Thank you for choosing the Warm Aquatic Therapy Classes at the Peace Arch Hospital with JR Rehab Services. We request your understanding and cooperation in maintaining both your and our safety and health by reading and agreeing to the following informed consent.
I hereby consent to voluntarily engage in Community Warm Aquatic Therapy Classes.
I understand that each person, (myself included), has a different capacity for participating in such activities, facilities, programs, and services. I am aware that all activities, services, and programs offered are educational, recreational, or self-directed in nature. I assume full responsibility, during and after my participation, for my choices to use or apply, at my own risk, any portion of the information or instruction I receive.
I have been informed that during my participation in this exercise class, it is my obligation to stop exercising if I experience any symptoms such as pain, fatigue, shortness of breath, chest discomfort, or similar occurrences. It is also my obligation to stop exercising if I experience back pain, neck pain or any other pain. I have been advised that at any time it is my complete right to decrease or stop exercise and that it is my obligation to inform the program personnel of any symptoms I may have. I hereby state that I have been so advised and agree to inform the program personnel of my symptoms, should any develop.

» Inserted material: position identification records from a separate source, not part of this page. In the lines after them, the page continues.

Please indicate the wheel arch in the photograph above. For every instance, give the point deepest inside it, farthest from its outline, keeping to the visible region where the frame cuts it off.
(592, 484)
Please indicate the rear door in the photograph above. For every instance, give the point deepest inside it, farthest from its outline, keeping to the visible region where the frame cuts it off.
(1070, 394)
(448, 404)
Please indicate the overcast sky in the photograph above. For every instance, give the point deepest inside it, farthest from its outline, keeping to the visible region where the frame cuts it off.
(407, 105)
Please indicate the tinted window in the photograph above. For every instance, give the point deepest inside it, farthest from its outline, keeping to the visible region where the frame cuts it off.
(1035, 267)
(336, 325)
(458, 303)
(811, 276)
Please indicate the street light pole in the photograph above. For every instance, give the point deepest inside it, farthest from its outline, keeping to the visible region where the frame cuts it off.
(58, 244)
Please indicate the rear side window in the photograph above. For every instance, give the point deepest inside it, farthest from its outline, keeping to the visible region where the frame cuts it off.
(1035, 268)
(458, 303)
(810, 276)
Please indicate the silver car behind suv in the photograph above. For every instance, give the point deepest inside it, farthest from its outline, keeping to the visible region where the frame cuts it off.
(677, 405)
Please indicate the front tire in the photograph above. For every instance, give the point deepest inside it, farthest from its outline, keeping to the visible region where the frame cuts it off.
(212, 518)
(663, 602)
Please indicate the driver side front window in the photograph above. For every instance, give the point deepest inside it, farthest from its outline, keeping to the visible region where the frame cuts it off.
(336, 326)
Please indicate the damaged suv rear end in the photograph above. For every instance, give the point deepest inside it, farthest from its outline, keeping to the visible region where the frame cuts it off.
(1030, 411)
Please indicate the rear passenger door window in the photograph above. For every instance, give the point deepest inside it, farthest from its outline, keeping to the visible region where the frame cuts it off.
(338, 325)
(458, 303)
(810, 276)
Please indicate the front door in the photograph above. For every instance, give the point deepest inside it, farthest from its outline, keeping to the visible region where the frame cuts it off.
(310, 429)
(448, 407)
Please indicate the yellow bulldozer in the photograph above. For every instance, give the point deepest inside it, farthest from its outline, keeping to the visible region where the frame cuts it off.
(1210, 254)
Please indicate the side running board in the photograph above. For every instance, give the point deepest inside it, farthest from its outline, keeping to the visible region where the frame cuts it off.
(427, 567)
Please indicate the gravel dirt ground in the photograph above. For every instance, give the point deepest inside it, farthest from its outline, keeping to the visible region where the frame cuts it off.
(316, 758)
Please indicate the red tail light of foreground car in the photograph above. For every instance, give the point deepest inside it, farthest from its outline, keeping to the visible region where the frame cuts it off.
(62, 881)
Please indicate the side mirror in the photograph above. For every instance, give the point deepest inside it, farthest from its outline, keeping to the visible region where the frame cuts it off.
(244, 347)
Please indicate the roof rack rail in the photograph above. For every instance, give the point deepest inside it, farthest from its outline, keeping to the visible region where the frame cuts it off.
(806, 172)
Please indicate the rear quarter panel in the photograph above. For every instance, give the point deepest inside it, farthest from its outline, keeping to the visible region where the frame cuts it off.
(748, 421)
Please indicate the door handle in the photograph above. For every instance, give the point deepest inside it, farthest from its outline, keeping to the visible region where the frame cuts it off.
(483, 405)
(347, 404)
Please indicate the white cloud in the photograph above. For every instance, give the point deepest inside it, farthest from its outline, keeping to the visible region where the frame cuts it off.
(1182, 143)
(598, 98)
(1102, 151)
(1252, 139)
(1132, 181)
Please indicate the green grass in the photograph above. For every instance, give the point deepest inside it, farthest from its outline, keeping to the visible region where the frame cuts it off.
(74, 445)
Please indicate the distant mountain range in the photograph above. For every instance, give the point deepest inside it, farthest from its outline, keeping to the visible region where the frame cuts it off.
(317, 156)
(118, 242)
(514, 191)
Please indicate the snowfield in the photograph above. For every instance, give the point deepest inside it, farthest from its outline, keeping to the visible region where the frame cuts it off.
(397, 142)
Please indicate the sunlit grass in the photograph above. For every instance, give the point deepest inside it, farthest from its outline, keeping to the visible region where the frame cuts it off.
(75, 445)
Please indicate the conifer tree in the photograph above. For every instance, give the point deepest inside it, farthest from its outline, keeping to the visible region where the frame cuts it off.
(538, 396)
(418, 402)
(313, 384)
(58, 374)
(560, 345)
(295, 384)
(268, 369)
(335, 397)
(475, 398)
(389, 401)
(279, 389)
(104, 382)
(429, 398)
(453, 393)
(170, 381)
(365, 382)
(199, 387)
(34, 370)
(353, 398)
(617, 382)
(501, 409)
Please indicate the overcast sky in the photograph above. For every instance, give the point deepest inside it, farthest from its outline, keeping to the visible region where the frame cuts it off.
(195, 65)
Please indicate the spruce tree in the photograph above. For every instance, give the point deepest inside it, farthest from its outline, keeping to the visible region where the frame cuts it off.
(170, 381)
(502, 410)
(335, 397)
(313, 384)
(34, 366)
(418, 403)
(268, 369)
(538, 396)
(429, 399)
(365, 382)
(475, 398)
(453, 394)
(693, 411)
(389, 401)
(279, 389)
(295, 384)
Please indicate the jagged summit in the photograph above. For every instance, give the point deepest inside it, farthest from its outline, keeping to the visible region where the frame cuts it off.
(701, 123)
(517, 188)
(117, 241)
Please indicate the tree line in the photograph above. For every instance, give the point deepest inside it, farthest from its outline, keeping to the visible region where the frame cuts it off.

I understand and have been informed that there are inherent risks in participating in activities in the water including but not limited to drowning, slips, falls and even entrapment by hair, limb or mechanical items such as jewelry and bathing suit strings. I agree to follow the safety rules as outlined at any time by the instructor or attendant and on signs around the pool area. I further agree to inform the staff of any potential problems I may have or notice, which may affect the safety of myself or someone else.
I understand and have been informed that there exists the remote possibility during exercise of adverse changes including abnormal blood pressure, fainting, disorders of heart rhythm, and very rare instances of heart attack or even death. I have been told that every effort will be made to minimize these occurrences by proper staff attention to my feedback of my physical condition before each exercise session, by staff supervision during exercise, and by my own careful control of my exercise efforts. I understand that there is a risk of injury, heart attack, or even death as a result of my exercise, but knowing those risks, I desire to participate as herein indicated.
I understand that this program may or may not benefit my physical fitness or general health. I recognize that involvement in the exercise sessions will allow me to learn safe and beneficial ways to perform certain exercises.
I have been given an opportunity to ask certain questions as to the procedures of this program. I acknowledge that I have read this document in its entirety or that it has been read to me if I have been unable to read same. I consent to the rendition of all services and procedures as explained herein by all program personnel.